Judge of the Supreme Court
- In office 1995 – 31 March 1998
- Appointed by: Nelson Mandela
- Division: Appellate
- In office 1976–1995
- Division: Cape Provincial

Personal details
- Born: Ernst Martin Grosskopf 29 December 1930 (age 95) Orange Free State, Union of South Africa
- Parent: E. B. Grosskopf
- Relatives: Koos Strauss (uncle)
- Education: Hoërskool Jan van Riebeeck
- Alma mater: University of Cape Town

= Ernie Grosskopf =

South African judge

Ernst Martin Grosskopf (born 29 December 1930) is a South African retired judge who served in the Supreme Court of Appeal. Formerly an advocate in Cape Town, he joined the Cape Provincial Division in 1976 and was elevated to the Appellate Division in 1995. He retired from the judiciary in 1998, shortly after the latter court was restructured as the Supreme Court of Appeal.

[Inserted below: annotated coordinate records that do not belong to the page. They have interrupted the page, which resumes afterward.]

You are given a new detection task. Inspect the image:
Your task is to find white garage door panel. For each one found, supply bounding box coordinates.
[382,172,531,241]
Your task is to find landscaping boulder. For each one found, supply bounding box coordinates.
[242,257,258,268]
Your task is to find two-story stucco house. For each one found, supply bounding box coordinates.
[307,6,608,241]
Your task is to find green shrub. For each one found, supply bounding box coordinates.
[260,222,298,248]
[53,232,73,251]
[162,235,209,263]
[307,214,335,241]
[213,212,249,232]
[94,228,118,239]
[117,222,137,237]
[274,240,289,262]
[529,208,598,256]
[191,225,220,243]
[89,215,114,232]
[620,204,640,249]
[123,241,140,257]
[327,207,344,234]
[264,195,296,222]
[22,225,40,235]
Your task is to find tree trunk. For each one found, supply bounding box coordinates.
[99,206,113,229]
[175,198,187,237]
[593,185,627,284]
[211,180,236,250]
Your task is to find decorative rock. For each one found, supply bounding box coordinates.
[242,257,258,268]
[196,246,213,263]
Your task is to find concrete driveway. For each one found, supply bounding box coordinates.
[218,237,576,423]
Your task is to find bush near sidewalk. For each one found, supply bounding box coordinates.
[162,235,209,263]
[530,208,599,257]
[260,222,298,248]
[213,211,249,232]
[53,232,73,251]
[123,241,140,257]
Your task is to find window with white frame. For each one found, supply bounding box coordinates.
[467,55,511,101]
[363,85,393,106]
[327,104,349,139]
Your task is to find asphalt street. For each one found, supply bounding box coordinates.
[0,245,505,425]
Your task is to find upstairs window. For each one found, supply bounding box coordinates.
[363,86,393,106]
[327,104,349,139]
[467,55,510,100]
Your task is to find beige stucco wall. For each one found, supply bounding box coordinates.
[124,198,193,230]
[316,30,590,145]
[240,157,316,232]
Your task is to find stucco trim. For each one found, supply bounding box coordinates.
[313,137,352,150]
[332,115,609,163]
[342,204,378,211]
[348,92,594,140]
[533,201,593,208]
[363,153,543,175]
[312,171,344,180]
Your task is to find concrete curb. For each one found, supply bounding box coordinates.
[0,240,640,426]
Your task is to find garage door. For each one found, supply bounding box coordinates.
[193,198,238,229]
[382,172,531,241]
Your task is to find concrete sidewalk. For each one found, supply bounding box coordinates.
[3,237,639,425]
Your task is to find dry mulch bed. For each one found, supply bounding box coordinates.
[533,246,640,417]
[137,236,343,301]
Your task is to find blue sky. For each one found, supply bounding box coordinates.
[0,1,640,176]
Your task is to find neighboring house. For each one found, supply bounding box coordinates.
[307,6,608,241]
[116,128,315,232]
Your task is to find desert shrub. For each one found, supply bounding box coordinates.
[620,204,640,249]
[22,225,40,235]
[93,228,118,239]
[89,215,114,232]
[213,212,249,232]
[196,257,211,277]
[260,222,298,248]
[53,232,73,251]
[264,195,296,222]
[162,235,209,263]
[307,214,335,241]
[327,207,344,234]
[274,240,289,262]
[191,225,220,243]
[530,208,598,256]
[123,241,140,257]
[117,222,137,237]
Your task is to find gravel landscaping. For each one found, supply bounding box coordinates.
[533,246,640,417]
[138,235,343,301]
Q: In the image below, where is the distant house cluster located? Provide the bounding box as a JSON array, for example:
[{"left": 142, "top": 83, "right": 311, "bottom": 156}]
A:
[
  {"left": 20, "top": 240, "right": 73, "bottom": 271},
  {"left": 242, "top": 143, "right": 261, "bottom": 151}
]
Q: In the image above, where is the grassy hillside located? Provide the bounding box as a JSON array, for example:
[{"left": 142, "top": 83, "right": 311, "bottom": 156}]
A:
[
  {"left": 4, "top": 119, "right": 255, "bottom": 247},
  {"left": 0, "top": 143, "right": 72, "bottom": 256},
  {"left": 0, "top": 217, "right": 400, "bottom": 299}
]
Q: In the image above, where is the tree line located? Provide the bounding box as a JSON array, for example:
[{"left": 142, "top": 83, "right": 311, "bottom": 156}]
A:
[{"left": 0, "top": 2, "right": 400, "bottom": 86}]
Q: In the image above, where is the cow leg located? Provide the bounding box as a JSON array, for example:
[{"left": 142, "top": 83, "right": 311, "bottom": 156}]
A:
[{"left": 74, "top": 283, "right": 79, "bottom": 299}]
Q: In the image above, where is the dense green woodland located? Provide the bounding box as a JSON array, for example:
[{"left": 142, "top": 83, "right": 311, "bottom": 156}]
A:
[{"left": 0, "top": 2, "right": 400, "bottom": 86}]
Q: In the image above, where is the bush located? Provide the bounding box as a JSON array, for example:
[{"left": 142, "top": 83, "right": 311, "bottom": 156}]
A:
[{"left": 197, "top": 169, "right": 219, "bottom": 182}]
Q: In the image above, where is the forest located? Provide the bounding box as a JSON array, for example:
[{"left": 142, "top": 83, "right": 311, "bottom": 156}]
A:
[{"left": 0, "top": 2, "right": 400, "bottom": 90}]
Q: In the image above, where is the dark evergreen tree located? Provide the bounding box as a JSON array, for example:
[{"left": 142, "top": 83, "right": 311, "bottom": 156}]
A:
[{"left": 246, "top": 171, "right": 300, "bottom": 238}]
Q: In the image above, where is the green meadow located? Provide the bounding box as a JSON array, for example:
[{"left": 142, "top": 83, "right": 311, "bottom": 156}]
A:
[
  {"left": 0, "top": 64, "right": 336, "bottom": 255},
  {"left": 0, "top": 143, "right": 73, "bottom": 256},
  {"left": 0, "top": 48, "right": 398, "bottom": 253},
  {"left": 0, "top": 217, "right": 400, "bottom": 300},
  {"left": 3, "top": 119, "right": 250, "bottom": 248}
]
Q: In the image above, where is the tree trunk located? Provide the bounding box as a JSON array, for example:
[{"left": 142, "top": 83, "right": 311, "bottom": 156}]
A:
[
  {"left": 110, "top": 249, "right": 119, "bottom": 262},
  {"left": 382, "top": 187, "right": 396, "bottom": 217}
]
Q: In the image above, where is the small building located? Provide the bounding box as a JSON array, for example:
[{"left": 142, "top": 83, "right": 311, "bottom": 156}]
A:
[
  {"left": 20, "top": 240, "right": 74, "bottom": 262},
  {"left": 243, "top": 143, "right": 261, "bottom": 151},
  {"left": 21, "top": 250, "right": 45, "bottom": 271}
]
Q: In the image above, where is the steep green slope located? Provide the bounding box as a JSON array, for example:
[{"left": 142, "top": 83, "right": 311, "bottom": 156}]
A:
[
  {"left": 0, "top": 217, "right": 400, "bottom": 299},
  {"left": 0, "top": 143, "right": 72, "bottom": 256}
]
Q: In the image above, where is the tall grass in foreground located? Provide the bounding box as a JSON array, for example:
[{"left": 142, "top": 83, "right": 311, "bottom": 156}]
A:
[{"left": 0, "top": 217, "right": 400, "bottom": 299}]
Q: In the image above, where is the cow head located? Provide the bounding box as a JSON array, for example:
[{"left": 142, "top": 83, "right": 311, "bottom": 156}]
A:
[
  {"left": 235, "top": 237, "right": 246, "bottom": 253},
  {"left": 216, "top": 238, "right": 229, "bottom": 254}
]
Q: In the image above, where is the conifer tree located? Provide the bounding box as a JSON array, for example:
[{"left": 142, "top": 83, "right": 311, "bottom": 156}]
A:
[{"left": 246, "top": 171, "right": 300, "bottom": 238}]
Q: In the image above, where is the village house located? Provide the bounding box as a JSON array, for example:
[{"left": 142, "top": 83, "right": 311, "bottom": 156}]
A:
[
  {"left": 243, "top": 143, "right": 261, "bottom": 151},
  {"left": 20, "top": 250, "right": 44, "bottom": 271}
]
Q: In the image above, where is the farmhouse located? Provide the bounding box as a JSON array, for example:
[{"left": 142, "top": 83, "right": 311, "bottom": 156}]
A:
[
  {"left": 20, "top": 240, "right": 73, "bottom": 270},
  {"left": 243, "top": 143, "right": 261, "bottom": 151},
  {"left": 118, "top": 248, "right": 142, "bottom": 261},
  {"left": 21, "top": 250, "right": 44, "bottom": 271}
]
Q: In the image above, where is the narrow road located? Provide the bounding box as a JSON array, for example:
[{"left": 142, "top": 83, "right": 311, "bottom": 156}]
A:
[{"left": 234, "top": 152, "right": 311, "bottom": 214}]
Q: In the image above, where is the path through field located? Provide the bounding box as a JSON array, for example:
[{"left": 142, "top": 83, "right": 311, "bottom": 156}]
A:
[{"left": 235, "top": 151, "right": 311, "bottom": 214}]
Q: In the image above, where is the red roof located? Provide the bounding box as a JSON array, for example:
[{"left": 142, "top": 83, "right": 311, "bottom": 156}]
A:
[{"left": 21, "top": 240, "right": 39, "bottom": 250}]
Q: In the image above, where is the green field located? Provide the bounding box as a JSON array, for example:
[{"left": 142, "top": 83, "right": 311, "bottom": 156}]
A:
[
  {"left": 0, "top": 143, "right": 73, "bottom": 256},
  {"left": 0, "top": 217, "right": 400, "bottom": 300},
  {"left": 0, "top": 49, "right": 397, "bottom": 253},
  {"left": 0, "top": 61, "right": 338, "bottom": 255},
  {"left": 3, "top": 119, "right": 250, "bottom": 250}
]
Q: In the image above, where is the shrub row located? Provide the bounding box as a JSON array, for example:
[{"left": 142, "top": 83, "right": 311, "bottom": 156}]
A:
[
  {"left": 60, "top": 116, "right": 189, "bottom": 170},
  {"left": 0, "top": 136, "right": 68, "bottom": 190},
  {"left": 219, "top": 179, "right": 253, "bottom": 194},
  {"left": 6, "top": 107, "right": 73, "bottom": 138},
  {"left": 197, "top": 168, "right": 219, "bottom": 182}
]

== Early life and legal career ==
Grosskopf was born on 29 December 1930 in the Orange Free State. The youngest of three children, he belonged to a prominent Afrikaner family; his father was the Afrikaans writer E. B. Grosskopf, and his maternal uncle was politician Koos Strauss. His brother, Johannes Grosskopf, married the writer Santie Grosskopf and became a journalism professor and editor of Beeld.

Grosskopf attended the Jan van Riebeeck Primary School and Jan van Riebeeck Secondary School in Cape Town, matriculating in 1947, and went on to the University of Cape Town, where he completed a BA in 1950 and an LLB in 1952. In 1952 and 1953 he clerked for Judge Newton Ogilvie Thompson in the Cape Provincial Division of the Supreme Court of South Africa. In 1954, he joined the Cape Bar as an advocate.

As a lawyer, Grosskopf took several cases involving South Africa's apartheid-era administration of South West Africa; as junior counsel, he worked on Consolidated Diamond Mines of South West Africa Limited v Administrator of South West Africa, and he later joined the legal teams that represented the South African administration before the International Court of Justice and United Nations. He also led the unsuccessful appeal against the apartheid government's decision to ban Andre Brink's 1973 novel Kennis van die aand. He was chairman of the Cape Bar Council from 1973 to 1974 and vice-chairman of the General Bar Council in 1976.

== Cape Provincial Division: 1976–1995 ==
After stints as an acting judge in the Cape Provincial Division in 1969 and 1976, Grosskopf was permanently appointed to that court in the latter half of 1976. During his 19 years in the Cape Provincial Division, his most influential judgments concerned commercial law; he also wrote notable early judgments in intellectual property law in the late 1980s and early 1990s.

Through 1983 and most of 1984, he was seconded to the Appellate Division as an acting judge, in which capacity he wrote the division's influential judgments in Murray & Roberts Construction v Upington Municipality and Lillicrap Wassenaar and Partners v Pilkington Brothers.

During the last decade of apartheid, Grosskopf presided in several cases relating to the government's use of states of emergency to suppress anti-apartheid activism. In another significant political matter, he was assigned with Peet Nienaber and John Smalberger to hear the appeal in the Upington 25 case, involving 25 defendants facing the death penalty for their involvement in protests which had led to the death of an Upington policeman; the trial judge had found that only four of the defendants participated in the fatal attack, but controversially convicted 21 other protestors on the basis of the common purpose doctrine. Grosskopf wrote for the appellate panel in setting aside most of the convictions.

== Appellate Division: 1995–1998 ==
In the second quarter of 1995, Grosskopf was permanently elevated to the Appellate Division by the first post-apartheid president, Nelson Mandela. Though he remained on the appellate court after it was restructured as the Supreme Court of Appeal in 1997, he retired on 31 March 1998 and returned to Cape Town with his wife, Deidre.